The attention given to a 1972 workers' strike in the Lordstown, Ohio, assembly plant of General Motors (GM) reinforced the skepticism about job enrichment and its claims. This strike was widely interpreted to be the result of the dehumanizing nature of assembly-line work. However, the reality of Lordstown vastly differed from the way the strike was generally portrayed in the media and academia.

The GM Lordstown plant was a sprawling complex of factories. In the 1960s, GM built a new factory at Lordstown that was specially designed to assemble Vega passenger cars that GM hoped would prevent foreign manufacturers from eroding GM's margins in the compact-car arena. By 1966, GM was hiring workers for the factory, eventually employing about 7,000 people.

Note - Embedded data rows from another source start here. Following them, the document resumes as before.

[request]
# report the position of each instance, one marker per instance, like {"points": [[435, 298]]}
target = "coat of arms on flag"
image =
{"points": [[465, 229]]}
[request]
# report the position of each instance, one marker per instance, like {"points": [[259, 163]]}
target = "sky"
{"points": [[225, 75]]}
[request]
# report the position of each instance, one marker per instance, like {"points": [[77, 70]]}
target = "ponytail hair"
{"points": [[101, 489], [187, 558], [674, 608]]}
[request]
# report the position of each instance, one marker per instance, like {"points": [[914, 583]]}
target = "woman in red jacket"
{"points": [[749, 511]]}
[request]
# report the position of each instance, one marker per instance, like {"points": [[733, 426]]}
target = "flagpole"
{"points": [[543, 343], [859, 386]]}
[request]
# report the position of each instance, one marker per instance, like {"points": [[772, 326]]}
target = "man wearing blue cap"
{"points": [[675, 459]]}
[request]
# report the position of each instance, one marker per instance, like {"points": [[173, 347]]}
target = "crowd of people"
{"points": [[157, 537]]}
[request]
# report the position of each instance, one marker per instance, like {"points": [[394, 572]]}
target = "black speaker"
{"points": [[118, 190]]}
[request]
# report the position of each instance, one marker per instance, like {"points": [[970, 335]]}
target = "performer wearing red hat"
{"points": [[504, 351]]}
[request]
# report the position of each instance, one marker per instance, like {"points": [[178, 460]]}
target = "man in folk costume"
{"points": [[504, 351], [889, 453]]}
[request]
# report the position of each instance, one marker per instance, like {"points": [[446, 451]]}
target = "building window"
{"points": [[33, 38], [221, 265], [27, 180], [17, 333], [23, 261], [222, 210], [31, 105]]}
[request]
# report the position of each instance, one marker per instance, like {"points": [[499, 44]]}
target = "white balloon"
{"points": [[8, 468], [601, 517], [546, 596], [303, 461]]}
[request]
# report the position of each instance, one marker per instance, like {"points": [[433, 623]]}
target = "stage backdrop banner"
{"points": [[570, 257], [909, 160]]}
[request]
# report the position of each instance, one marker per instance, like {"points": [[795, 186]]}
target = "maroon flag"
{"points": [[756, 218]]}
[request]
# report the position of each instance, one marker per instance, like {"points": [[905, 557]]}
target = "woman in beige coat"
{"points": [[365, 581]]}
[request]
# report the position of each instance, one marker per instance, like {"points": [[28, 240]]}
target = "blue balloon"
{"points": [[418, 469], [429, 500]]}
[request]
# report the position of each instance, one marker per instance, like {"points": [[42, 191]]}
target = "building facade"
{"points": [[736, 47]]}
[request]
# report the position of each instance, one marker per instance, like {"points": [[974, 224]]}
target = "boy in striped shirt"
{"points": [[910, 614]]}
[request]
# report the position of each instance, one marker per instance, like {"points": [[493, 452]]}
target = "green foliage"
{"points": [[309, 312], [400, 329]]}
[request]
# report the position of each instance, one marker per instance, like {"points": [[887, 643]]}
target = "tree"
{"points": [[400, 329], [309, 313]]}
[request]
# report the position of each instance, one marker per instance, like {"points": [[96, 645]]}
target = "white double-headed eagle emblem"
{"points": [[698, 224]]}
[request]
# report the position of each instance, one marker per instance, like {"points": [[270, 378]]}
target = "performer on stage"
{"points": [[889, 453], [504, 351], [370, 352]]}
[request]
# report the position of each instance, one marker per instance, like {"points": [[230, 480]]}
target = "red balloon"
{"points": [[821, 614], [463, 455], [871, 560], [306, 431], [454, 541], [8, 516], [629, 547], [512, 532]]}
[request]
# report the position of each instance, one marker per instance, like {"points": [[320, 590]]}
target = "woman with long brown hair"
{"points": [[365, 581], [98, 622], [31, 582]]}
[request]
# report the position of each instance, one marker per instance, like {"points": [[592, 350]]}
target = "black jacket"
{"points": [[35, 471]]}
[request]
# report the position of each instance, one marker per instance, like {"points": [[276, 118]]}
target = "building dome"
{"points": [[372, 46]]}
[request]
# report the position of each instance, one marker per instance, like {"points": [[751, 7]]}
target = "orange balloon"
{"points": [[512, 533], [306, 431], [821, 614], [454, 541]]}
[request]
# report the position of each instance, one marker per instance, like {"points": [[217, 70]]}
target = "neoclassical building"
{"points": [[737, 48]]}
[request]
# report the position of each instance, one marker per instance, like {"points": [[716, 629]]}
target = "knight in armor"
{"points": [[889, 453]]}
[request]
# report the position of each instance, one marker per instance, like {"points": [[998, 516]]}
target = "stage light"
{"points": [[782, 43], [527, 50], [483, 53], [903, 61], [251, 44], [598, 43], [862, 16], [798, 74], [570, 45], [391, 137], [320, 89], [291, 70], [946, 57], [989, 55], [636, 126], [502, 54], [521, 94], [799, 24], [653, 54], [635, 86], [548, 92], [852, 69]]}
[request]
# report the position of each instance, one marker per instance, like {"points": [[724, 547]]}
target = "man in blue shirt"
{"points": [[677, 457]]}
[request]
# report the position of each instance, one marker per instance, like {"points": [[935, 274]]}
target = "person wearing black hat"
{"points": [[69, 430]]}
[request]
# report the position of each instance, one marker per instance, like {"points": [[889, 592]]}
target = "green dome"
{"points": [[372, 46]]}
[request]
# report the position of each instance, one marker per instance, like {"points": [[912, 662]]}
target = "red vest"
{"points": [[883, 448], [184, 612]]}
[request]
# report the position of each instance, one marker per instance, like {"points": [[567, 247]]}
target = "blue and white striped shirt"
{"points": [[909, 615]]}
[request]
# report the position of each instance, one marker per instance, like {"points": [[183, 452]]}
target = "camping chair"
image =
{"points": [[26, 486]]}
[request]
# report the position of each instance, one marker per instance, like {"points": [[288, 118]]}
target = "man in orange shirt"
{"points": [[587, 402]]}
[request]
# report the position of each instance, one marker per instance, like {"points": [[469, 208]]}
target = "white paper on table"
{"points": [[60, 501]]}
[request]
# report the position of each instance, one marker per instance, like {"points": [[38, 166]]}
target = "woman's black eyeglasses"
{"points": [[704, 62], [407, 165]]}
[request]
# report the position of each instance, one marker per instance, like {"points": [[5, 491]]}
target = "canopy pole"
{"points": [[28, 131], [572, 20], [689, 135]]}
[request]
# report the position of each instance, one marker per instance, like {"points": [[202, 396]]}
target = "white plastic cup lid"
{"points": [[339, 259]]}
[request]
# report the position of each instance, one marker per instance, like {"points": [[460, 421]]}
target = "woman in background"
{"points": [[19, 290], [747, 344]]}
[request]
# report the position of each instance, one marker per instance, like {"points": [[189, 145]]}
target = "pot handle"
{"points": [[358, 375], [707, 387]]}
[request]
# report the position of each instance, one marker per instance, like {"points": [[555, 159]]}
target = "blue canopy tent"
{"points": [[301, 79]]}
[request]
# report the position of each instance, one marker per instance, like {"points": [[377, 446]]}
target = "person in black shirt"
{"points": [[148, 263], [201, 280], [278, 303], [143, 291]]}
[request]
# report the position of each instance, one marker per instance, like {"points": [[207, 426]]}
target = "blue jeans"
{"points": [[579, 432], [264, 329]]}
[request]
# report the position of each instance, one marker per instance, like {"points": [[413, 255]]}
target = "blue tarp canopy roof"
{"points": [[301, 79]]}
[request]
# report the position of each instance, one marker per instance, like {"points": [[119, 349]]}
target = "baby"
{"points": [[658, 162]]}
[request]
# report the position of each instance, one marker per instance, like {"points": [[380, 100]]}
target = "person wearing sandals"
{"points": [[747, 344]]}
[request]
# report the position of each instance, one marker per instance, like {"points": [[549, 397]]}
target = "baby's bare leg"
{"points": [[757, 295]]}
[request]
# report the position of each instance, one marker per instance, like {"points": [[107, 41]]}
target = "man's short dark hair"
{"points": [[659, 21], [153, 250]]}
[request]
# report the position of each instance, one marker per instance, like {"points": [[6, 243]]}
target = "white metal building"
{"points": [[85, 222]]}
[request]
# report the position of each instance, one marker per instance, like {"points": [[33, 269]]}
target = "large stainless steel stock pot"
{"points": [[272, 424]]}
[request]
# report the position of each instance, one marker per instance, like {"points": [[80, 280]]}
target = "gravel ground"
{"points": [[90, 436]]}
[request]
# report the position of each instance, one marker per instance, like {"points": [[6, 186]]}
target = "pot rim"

This new plant, built by GM with advanced robotics, represented a $100-million investment by the company. GM recruited younger, better-educated workers who, it was claimed, were products of the ethos of the 1960s. Many of them even had long hair, so this was indeed a "new generation." Then, GM adopted a variety of efficiency rules designed to increase the production of the new Vega plant from 60 cars every hour (or 1 every minute) to 100 cars in the same time (or one every 39 seconds). The company did not increase the work force or decrease the number of procedures each worker was responsible for. It just required its workers to increase their pace. The workers fell behind, reasonably not being able to keep up with the line's speed.

If the pace was maddening, the results were disastrous. Workers tried various self-help remedies, such as letting cars go by, doubling up (surreptitiously doing an additional procedure for a short period of time—usually very poorly—so that a friend could rest). Absenteeism increased, and harsher work rules were imposed that violated many traditional but unspoken shop-floor conventions.

The workers went on strike. The primary reason for the strike was the workers' view that the company was engaged in a speed-up, which is hardly a novel issue in the history of labor-management conflict. It was not a sense that the work itself had become dehumanizing, but that the company's demand for faster work was impossible to reasonably satisfy. As one writer put it, "The main principle of Lordstown technology is the speed-up as developed by Henry Ford."